Riaumag.com , Jakarta –Menteri Sosial Tri Rismaharini mengklarifikasi kabar soal penghapusan 9 juta orang miskin dari Penerima Bantuan Iuran (PBI) Jaminan Kesehatan Nasional (JKN) di BPJS Kesehatan. Menurut Risma, penghapusan dilakukan karena telah dilakukan verifikasi ulang terhadap data penerima bantuan tersebut.
“Kami melakukan evaluasi,” kata Risma dalam konferensi pers di Jakarta, Senin, 27 September 2021.

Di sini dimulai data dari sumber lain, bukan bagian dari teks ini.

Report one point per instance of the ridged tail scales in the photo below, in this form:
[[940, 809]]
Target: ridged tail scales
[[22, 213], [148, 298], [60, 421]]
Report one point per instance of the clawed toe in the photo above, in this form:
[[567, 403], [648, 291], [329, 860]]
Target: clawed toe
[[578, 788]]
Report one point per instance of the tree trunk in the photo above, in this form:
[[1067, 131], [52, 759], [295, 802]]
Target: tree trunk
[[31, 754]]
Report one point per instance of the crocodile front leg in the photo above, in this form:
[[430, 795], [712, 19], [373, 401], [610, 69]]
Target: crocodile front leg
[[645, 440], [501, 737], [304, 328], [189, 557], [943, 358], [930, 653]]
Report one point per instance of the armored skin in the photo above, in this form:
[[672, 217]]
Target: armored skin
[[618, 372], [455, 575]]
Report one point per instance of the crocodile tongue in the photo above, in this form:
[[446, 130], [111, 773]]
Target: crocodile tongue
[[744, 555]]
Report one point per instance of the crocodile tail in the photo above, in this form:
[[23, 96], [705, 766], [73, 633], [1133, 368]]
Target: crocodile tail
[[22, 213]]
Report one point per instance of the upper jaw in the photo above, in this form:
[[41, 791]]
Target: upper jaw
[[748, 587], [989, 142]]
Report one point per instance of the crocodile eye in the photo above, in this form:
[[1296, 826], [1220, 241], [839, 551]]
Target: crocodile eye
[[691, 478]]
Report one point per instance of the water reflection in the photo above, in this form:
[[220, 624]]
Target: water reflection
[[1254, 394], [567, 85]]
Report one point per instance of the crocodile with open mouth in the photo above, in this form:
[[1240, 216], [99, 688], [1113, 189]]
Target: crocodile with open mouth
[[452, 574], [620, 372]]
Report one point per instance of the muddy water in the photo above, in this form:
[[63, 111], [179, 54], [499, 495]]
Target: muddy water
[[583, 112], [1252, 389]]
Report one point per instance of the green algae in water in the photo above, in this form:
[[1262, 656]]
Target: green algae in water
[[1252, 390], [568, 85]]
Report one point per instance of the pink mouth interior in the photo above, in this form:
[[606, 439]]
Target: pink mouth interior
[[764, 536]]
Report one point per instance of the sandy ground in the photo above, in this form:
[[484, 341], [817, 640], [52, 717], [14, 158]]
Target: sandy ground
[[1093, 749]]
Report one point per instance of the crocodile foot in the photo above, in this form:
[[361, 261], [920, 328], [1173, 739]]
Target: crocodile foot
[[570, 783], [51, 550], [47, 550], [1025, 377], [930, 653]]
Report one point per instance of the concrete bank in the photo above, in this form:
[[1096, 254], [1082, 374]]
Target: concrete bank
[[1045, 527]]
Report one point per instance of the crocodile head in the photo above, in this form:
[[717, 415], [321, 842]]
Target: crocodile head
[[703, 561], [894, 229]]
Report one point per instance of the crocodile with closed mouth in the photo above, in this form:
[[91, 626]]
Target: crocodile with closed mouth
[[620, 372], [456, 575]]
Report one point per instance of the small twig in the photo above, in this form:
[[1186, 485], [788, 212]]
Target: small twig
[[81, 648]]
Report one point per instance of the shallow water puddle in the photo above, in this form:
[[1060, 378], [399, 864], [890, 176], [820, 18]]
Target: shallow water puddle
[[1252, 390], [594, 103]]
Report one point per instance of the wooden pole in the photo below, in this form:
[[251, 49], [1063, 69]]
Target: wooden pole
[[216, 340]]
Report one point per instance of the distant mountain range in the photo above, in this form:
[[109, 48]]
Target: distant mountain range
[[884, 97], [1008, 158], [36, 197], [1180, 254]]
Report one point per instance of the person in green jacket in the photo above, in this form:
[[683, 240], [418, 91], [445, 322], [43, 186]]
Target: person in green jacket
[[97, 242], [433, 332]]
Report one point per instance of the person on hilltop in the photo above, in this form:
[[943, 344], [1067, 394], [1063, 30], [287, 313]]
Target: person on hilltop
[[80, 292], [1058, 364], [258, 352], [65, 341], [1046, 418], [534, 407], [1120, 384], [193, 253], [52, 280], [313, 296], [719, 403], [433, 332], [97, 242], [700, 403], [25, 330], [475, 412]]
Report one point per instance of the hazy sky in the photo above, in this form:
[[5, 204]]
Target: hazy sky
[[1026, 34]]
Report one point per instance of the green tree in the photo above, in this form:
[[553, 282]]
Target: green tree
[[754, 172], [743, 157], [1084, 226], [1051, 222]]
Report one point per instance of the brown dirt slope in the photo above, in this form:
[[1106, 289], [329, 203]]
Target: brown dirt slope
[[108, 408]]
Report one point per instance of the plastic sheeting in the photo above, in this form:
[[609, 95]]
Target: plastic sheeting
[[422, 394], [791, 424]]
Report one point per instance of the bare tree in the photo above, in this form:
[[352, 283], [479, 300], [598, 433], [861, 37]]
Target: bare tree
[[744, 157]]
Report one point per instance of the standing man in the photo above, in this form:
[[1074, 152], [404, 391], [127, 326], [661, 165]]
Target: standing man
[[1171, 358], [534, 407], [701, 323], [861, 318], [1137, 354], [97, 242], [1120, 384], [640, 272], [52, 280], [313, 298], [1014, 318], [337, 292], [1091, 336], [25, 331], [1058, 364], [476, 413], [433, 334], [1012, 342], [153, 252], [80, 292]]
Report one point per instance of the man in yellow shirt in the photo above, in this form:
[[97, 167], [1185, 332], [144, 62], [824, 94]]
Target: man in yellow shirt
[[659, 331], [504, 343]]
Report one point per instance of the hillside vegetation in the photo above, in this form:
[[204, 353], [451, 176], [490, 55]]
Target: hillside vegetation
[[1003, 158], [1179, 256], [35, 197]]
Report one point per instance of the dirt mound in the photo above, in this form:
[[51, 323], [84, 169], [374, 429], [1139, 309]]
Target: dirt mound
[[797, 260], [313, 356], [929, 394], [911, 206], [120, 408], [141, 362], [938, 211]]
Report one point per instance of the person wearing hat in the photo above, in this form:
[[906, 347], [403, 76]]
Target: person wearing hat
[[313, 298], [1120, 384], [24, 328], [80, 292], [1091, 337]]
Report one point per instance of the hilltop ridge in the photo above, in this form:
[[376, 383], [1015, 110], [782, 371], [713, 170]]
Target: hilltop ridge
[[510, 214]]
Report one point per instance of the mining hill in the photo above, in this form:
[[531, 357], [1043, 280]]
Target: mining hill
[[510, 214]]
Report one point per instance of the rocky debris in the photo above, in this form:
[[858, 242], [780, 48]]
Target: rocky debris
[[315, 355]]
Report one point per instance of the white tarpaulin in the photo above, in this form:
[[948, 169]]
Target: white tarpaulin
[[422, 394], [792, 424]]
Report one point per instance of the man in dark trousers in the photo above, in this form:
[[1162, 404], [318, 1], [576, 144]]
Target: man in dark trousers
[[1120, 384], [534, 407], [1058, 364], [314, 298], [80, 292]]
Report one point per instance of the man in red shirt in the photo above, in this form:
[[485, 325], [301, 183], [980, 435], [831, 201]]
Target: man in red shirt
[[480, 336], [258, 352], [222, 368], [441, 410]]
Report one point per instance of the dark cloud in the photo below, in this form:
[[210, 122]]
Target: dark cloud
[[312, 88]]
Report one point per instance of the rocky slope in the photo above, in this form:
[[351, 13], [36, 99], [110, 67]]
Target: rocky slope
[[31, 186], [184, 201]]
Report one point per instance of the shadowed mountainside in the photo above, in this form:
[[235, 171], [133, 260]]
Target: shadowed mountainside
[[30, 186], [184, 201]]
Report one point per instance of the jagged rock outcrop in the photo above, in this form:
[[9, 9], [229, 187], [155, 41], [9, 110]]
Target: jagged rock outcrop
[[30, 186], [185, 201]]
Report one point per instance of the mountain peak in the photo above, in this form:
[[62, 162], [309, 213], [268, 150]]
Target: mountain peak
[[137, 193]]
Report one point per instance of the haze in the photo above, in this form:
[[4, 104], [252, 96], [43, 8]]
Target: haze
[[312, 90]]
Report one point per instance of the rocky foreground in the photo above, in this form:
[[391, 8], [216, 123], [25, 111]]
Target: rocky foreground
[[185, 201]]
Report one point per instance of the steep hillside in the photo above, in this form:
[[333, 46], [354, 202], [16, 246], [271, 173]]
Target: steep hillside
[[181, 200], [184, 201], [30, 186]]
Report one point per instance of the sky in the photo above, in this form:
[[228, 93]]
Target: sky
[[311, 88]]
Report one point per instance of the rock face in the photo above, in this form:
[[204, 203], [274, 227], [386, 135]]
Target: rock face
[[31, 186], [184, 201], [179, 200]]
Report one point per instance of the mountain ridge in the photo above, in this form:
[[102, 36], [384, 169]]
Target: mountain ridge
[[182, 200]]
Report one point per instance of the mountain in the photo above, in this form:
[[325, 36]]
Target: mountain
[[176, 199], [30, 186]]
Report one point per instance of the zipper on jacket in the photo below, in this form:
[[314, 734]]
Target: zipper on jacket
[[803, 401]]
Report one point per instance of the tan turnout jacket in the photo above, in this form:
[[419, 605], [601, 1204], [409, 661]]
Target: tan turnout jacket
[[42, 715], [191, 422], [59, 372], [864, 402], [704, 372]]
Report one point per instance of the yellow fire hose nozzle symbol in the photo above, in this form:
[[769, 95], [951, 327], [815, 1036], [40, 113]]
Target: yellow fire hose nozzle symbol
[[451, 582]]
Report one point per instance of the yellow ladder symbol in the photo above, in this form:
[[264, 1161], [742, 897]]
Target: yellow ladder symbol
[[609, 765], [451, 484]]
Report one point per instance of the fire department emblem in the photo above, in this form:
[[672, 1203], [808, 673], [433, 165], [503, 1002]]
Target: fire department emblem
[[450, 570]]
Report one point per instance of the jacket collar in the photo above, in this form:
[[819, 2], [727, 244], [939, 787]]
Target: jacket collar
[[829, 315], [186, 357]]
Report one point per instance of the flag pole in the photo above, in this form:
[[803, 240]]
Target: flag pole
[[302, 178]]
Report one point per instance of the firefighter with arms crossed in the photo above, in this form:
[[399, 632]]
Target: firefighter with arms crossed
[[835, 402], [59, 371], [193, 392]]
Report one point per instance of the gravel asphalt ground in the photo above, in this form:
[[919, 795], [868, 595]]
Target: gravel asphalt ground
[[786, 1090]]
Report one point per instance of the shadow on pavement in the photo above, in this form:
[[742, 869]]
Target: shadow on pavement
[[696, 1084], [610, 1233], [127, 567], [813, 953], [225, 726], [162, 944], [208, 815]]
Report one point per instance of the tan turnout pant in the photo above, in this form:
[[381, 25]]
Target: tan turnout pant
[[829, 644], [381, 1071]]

Sebelumnya, kabar ini muncul setelah adanya protes dari BPJS Watch. Organisasi pemantau ini protes setelah Risma menghapus 9 juta orang miskin dari penerima bantuan subsidi iuran di BPJS Kesehatan.
Awalnya, Risma telah menetapkan orang miskin sebagai penerima bantuan di BPJS Kesehatan sebesar Rp 96,7 juta. Angka ini lebih rendah dari kuota nasional yang sebanyak 96,8 juta.
Penetapan ini dilakukan Risma pada 4 Januari 2021 lewat Keputusan Menteri Sosial (Kepmensos) Nomor 1/HUK/2021. Barulah kemudian evaluasi dilakukan karena sudah ada usulan perbaikan dari sejumlah lembaga, termasuk Komisi Pemberantasan Korupsi (KPK).
Setelah dievaluasi, ternyata banyak perubahan dari data 96,7 juta yang sudah ditetapkan ini. Sebanyak 433 ribu orang meninggal dunia, 2,58 juta data penerima ganda, dan 833 ribu yang sudah mutasi.
Mutasi artinya selama ini dia jadi orang miskin penerima bantuan iuran, sekarang ekonominya sudah membaik. Sehingga, kelompok ini bisa naik status di BPJS Kesehatan menjadi kelas 1 dan kelas 2. Tiga kelompok inilah yang diusulkan untuk dihapus datanya.
Berikutnya, ada 5,8 juta non Data Terpadu Kesejahteraan Sosial (DTKS) yang tidak padan dengan data Dinas Kependudukan dan Catatan Sipil (Dukcapil). Kelompok ini dapat diusulkan kembali apabila sudah diperbaiki dan sinkron dengan data Dukcapil.
Lalu, ada juga non DTKS yang padan dengan dukcapil tapi harus diverifikasi ulang di daerah. Jumlah totalnya sebanyak 12,6 juta. Terakhir, ada DTKS sejumlah 74,4 juta yang memang jadi penerima tetap iuran pemerintah di BPJS Kesehatan.
Maka, Risma pun akhirnya menerbitkan Kepmensos Nomor 92/HUK/2021 pada 15 September 2021. Lewat beleid itu, Risma menetapkan 74,4 juta DTKS sebagai orang miskin yang tetap menerima bantuan iuran pemerintah.
Lalu, 12,6 juta non-DTKS akan diverifikasi ulang oleh pemerintah daerah. Sehingga, jumlah orang miskin penerima bantuan iuran sekarang turun jadi 87 juta. Karena kuota nasional berjumlah 96,8 juta, maka terjadi kekosongan 9,7 juta lebih dengan keputusan Risma ini.
Kekosongan 9,7 juta lebih inilah yang menuai protes dari BPJS Watch. Akan tetapi, kata Risma, kekosongan 9,7 juta ini disiapkan sebagai jatah bagi calon penerima baru.
Di dalamnya ada penerima subsidi iuran BPJS Kesehatan baru berdasarkan hasil perbaikan daerah, usulan baru daerah, bayi baru lahir dari ibu penerima bantuan, pekerja 6 bulan yang setelah PHK. Hingga yang terakhir adalah korban bencana.